Why it matters: The NTE Report helps U.S. negotiators in their efforts to reduce or eliminate trade barriers and is a valuable tool for enforcing U.S. trade laws and agreements. Trade barriers limit U.S. agricultural exports, which are vital to America’s farmers, ranchers, and the overall U.S. economy, supporting about a million U.S. jobs. For pork producers, pork exports contribute significantly to their bottom line. Last year, producers shipped more than $8.6 billion of pork products to foreign destinations.
Senate Committee Considers Callahan Ag Negotiator Post
What happened: The Senate Committee on Finance held a hearing to consider Dr. Julie Callahan, President Trump’s nominee to be the chief agricultural negotiator in the Office of the U.S. Trade Representative (USTR). NPPC strongly supports her selection and urges the Committee to swiftly advance her nomination to the full U.S. Senate.
Callahan currently is the assistant U.S. Trade Representative for Agricultural Affairs and Commodity Policy, overseeing USTR’s efforts to promote the interests of U.S. farmers, ranchers, and food manufacturers. In President Trump’s first term, she served as a deputy assistant U.S. Trade Representative and senior director in the USTR Agriculture Office.
Callahan has nearly 20 years of experience working on international issues and trade at several agencies, including USTR, the Food and Drug Administration, and the U.S. Department of Agriculture. She holds a doctoral degree in marine chemistry from the University of Massachusetts and a bachelor’s degree in earth, atmospheric, and planetary science from the Massachusetts Institute of Technology.
Why it matters: The chief agricultural negotiator is responsible for leading and coordinating U.S. agricultural trade negotiations and developing agricultural trade policy.
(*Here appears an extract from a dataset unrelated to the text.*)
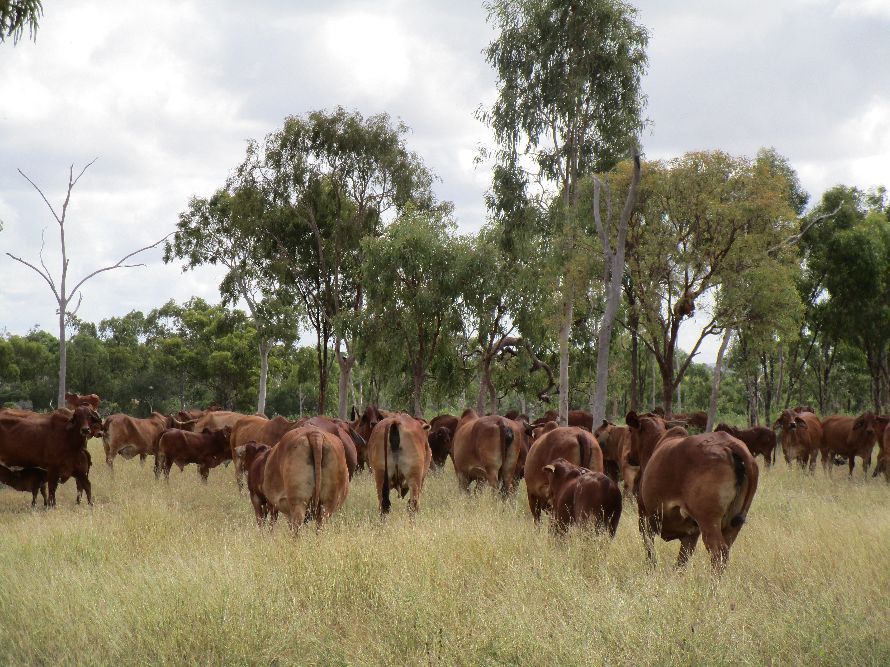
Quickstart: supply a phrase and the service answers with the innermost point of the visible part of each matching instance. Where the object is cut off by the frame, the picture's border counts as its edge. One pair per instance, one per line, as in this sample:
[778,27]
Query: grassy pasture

The role historically has been critical to the agricultural sector and has increased in importance as the United States has sought to reduce trade barriers, open new markets, and eliminate unfair trade practices.
Confirming Callahan and filling the chief agricultural negotiator position is important as negotiations continue on reciprocal trade and access for U.S. agricultural products with dozens of countries.